It's DBD::CSV, which uses DBI, SQL::Statement, and Text::CSV_XS.
Nope, didn't help putting quotes on the column...
I found the offending code in SQL::Statement, in Statement.pm:
my $sortFunc = sub {
...
} elsif ($c =~ /^\s*[+-]?\s*\.?\s*\d/ &&
$d =~ /^\s*[+-]?\s*\.?\s*\d/) {
$result = ($c <=> $d);
} else {
$result = $c cmp $d;
}
...
Basically, it does a numeric compare if the column value STARTS with
a numeric. Values like '123ABC' or '5.13.2' would naturally not be
handled properly...
The simple solution would be to change "<=>" to "cmp" and always do
string sorts. That works for me, as I don't intend to do any numeric
sorting on this project... It really should have a better pattern check for
numerics... something that goes all the way to the end ($) of the column
value.
The main problem now is that I don't want to use a 'local' copy of
Statement.pm. Guess I've got to lobby the SQL maintainers for an update...
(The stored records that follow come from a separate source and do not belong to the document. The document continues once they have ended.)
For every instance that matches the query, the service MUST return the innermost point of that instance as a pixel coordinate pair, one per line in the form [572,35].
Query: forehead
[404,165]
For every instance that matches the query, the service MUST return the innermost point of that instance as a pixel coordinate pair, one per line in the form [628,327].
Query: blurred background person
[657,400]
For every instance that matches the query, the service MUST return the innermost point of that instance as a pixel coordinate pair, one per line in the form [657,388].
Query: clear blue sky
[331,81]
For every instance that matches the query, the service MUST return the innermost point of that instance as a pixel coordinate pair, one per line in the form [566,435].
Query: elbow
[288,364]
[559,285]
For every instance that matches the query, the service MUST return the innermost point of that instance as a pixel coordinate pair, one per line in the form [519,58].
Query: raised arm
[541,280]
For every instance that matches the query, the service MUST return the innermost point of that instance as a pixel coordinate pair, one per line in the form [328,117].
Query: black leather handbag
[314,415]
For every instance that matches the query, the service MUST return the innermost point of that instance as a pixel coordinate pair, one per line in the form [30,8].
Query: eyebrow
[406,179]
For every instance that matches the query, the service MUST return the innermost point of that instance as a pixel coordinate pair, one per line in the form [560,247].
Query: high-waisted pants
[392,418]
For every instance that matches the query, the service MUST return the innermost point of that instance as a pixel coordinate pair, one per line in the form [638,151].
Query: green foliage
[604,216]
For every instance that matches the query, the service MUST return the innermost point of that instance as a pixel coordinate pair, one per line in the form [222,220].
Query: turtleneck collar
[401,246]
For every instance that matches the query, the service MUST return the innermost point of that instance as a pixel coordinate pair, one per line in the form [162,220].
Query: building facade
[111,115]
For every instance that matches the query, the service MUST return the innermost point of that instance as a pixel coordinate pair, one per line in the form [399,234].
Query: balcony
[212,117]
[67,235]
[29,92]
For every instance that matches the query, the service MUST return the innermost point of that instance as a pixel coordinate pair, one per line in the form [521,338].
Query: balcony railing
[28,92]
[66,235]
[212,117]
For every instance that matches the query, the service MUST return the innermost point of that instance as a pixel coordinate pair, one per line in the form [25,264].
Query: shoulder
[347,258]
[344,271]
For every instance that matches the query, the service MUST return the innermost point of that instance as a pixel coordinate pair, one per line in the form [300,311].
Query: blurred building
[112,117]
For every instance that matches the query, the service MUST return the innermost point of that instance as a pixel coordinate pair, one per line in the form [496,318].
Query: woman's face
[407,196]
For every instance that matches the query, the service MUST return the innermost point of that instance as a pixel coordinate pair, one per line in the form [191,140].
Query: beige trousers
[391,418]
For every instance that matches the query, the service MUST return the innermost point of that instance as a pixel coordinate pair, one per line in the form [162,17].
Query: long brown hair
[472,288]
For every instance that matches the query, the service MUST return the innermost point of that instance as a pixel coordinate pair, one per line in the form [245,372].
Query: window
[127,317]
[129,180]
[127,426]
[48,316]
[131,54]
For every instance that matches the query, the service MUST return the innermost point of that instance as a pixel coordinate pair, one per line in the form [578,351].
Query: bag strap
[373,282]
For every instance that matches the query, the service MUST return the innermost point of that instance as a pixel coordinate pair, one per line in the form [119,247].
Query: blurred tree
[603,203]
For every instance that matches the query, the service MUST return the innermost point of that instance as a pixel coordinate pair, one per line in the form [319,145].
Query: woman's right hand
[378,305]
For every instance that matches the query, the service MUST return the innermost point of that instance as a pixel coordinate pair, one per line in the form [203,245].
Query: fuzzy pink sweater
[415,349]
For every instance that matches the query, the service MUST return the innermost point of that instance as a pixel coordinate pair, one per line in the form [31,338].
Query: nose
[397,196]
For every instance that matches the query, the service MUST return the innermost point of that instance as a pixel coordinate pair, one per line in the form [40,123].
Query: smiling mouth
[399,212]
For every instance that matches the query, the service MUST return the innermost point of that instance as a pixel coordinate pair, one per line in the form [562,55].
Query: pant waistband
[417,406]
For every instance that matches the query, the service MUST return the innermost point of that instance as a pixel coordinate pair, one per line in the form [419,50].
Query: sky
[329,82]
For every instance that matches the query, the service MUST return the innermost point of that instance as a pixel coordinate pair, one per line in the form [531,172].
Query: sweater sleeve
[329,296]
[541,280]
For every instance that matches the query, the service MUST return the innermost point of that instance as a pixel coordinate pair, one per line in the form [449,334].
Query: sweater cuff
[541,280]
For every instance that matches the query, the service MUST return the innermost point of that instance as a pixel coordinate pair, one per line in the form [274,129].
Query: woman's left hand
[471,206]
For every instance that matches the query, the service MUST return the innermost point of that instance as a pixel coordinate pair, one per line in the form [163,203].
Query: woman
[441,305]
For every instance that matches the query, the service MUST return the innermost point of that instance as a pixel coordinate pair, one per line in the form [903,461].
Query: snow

------------------------------
Date: 11 Aug 2001 04:45:36 GMT
From: ebohlman@omsdev.com (Eric Bohlman)
Subject: Re: DBI:CSV SQL 'order by' problem
Message-Id: <9l2d9g$kft$4@bob.news.rcn.net>
Bill Neisius <neisius@earthlink.net> wrote:
> The simple solution would be to change "<=>" to "cmp" and always do
> string sorts. That works for me, as I don't intend to do any numeric
> sorting on this project... It really should have a better pattern check for
> numerics... something that goes all the way to the end ($) of the column
> value.
> The main problem now is that I don't want to use a 'local' copy of
> Statement.pm. Guess I've got to lobby the SQL maintainers for an update...
You might want to see how big a job it would be to create your own
subclass of SQL::Statement that does the comparison correctly. That
would, at least to my mind, be a lot better than creating a private
version (which naturally could get out of sync with the official version).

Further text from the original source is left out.